Won't get into that debate. Ecclesia, the household of God, is a
very comprehensive category, not limited to the Christian understanding.
In fact, the Pinoy "bahala
na" that fitted well to the Spanish sense of que sera sera (what will be, will be) was originally derived from a
providential reliance on "Bathala na" akin to the Islamic Anshallah, and my evangelical friends'
"God will provide".
Pagan in Myanmar, and Pagan in the Rafaluwasch Northern Islands, are probably from the same language stream,
made a geographical term before our European colonizers turned them into hostile
or non-conversant infidels in the Christian belief system. This is not unlike the word "Asia",
its etymology derived from Europe's designation of the area beyond them to
mean, "that which is not Europe", the landmass from Asia Minor to the
Urals of the Tsar and east to the Pacific.
We appreciated the Father's historical sense of balancing
the "violent conversion" (e.g., Hispanic Quiroga on the recalcitrant
locals), on the one hand, and the opposite notion that a stranded Choco (whose
ancestry might have traded with the islanders before Spain came) fanned the
rumor that the padres murdered children with their rites of baptism to eternal blessedness
with water that was allegedly poisonous.
Our Padre Hazel's historical sense walked us through the
Spanish mission's original intent to be a blessing more than a curse, and the observation
that the military would do more harm than good.
The tragic consequences of the gentle Fr. Vittores and 31 volunteers who
intended to bring the Christian mission in the manner that Europe understood pagan
islanders of the Pacific, ensued the "Spanish-Chamorro 30-year Culture War"
in historical accounts, two months after Padre Vittores made landing. Fr. Fran suggests that neither protoganist
side was singularly homogenous.
A culture clash, written in a tract that revisits the
"Spanish Chamorro Wars", covered in the 700+ pages tome that Don
Farrell produced for PSS to update of the text we used in 6th grade class at
PSS' SVES. Don was in the audience along
with former members of the sponsoring Humanities Council Board who served when
I was a member, including Refaluwasch Lino
Olopai, legal luminary Robert Torres, NMC regent Elizabeth Rechebei, and the
ever-vivacious Lynn Tenorio. Current
NMHC executive director Scott Russell introduced Fr. Fran and Honora Tenoria
staffed the registration table.
Fr. Hezel met the faithful of the CK RC Wednesday. He explored with the faithful the theological
significance of the start of the mission, a direction I might have pushed
further had I the chance to ask Fr. Hezel to speak more as a creature of 2015
rather than as the distinguished MicroSem scholar poring over ancient documents. In fact, our reflection title is on the being
of the man rather of the roles he played and the litany of accomplishments in
his name.
To ground us on the personal level, I met Fr. Fran in Truk
(now, Chuuk) more than 30 years ago when I was a member of the brief
development "blue shirts" in the Marshalls, at Xavier High School,
and had watched his scholarship unfold.
As creatures of 2015, we partook of the what has since been
dubbed as the "earthrise consciousness", a consequence of the 1968 Apollo
photo of the earth rising on the lunar horizon, which addressed our separate
national and colonial identities into the unity of a global citizenship. An "earthbound commitment" followed
the consciousness that fueled such preoccupations as the health of the planet
in light of climate change, the balancing of the social process as economic
corporations make the political and cultural subservient to its monetary
allegiances, and profound humanness a willful option to everyone.
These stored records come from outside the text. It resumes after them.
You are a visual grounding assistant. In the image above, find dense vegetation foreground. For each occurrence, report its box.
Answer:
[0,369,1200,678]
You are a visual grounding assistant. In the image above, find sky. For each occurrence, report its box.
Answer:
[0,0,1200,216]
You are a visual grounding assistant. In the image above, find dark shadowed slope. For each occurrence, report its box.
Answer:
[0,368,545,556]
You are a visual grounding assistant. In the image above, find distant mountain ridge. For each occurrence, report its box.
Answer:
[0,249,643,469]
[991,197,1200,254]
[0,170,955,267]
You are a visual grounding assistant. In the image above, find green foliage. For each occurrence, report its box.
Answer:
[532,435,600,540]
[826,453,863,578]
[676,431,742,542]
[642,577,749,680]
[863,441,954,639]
Theology is clothed in the metaphor of the eternal realm and
Ptolemaic storied cosmology rather the sociological reality of shrine-like
functions of skulls in many AustroPolynesian homes, to wit, it points to the
symbolic power of our innate human profundity, an other world in the midst of
this world, rather speculations of a world beyond this one from which we escape
with the help of a savior like Moses, Jesus, Mohammed, and the Papal Laudato Si'.
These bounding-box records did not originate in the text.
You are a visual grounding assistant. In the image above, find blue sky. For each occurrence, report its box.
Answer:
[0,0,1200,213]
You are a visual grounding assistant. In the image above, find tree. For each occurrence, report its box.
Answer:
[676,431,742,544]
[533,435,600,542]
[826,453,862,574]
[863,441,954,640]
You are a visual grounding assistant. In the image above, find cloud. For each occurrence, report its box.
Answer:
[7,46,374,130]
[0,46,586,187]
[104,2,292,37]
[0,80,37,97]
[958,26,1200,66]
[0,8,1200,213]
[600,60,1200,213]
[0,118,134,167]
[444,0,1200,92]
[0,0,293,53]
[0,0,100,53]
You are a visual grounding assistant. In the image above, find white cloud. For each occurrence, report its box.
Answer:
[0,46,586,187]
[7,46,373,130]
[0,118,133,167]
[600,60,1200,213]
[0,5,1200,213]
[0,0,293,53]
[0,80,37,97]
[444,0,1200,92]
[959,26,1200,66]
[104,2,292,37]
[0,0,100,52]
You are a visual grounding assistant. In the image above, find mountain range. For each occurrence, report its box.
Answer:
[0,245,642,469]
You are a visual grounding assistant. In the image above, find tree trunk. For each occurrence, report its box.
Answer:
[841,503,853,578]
We had previous eras of giants; it is time to praise the
ordinary. Fran Hezel is in my list!
Thus, my push for profound humanness for those who deign to
choose, and not revert to the automatic mode of bahala na, the previous era's metaphors of transcendence,
immanence, and piety, notwithstanding.
OK, we've gone a little abstract here, and that's why the
physicality of a sandal-thong memory-challenged Jesuit before a Charley Cabaret
audience resonated authenticity more than all the angels in heaven, IMHO.